Support levels: 19,310 19,268 19,299 

Resistance levels: 19,370 19,420 19,478

Gold

Spot gold fell to $1,206.55 a troy ounce, its lowest in five weeks, to close the day around $1,209.60. News that the US private sector added far more jobs than expected last month reinforcing the case of a rate hike next week. The commodity has now retraced the 38.2% of the December/February recovery, and remains biased lower according to technical readings, with the next relevant support at 1,197.80, the 100 DMA. In the daily chart, technical indicators present sharp bearish slopes within negative territory, supporting a continued slide on a break below the mentioned daily low. In the shorter term, and according to the 4 hours chart, the bright metal is also biased lower, as the price stands now far below a bearish 20 SMA that has crossed below the 100 and 200 SMAs, whilst technical indicators consolidate within oversold readings, with no certain directional strength. 

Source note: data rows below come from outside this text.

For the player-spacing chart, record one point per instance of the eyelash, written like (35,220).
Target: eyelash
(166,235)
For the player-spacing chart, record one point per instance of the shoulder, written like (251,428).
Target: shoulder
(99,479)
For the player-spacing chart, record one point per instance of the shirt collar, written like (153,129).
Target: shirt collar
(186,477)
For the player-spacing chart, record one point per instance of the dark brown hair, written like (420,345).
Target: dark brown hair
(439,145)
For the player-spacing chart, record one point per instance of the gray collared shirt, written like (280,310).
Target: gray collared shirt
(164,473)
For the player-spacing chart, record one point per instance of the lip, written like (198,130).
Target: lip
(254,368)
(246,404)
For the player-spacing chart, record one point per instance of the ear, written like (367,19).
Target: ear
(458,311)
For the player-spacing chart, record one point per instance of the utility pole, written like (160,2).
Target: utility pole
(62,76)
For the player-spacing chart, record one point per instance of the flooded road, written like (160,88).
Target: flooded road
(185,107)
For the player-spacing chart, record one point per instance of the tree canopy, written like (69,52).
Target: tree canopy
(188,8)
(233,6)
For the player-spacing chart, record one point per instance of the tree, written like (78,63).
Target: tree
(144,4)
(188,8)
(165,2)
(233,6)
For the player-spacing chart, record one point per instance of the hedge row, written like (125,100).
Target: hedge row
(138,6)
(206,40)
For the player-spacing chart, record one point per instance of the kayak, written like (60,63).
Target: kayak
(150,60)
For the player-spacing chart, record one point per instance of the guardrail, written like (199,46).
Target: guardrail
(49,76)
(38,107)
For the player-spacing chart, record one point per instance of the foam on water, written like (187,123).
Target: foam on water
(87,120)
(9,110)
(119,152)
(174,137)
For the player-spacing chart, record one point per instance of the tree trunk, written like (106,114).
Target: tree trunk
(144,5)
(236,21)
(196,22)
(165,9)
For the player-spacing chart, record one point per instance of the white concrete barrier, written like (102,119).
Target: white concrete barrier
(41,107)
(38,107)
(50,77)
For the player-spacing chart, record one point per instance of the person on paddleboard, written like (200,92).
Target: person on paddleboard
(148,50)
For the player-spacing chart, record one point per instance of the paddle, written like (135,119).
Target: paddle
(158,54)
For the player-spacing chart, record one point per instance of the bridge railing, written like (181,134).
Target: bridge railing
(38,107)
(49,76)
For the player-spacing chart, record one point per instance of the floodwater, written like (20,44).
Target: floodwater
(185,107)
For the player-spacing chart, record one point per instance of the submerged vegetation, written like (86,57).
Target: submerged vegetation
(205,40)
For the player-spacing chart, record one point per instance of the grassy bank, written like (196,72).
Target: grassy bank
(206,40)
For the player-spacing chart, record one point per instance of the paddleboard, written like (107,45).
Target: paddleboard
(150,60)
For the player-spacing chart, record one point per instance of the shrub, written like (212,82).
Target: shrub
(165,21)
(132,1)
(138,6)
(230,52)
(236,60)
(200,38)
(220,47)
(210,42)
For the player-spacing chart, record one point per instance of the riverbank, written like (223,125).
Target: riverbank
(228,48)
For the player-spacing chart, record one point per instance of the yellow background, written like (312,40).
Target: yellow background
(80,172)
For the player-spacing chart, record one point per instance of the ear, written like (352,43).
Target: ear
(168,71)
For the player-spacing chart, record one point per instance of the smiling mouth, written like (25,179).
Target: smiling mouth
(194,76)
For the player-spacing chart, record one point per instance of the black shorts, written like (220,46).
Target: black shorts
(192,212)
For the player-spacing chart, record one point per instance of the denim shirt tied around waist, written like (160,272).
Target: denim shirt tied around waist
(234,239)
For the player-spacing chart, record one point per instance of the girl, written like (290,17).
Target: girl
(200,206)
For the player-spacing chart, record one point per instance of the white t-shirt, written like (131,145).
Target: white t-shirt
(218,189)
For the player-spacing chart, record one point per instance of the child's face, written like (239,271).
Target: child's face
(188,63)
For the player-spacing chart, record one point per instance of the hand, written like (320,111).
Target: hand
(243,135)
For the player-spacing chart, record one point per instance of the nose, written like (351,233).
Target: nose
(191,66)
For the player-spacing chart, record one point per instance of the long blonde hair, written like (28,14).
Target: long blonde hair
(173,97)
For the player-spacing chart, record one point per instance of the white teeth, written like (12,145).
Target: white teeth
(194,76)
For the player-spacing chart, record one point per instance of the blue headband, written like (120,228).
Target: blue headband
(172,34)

Support levels: 1,206.55 1,197.80 1,188.20

Resistance levels: 1,214.20 1,221.70 1,230.00 

WTI Crude Oil

West Texas Intermediate crude oil futures plunged to 50.04, the lowest in three months, ending the day around $50.20 a barrel. The commodity plunged this Wednesday after the EIA reported the ninth consecutive weekly advance that drove inventories to record highs. The US added 8.2 million barrels last week, lifting total commercial inventories to a record level of 528.4 million. News that oil production from Waha Oil Co, in Libya could be interrupted due to clashes in the country have barely affected oil. The bearish breakout of this year's range has exacerbated the slide, and technical readings in the daily chart support some additional slides, as the price has broken below its 100 DMA for the first time since late November, whilst technical indicators present sharp bearish slopes within negative territory. In the 4 hours chart, technical indicators head south pretty much vertically in extreme oversold territory, overreacting to the decline amid the preceding tight range. The decline stalled at the critical psychological support of 50.00, and large stops should lie below the level, which means that if those got triggered, the bearish movement will likely continue.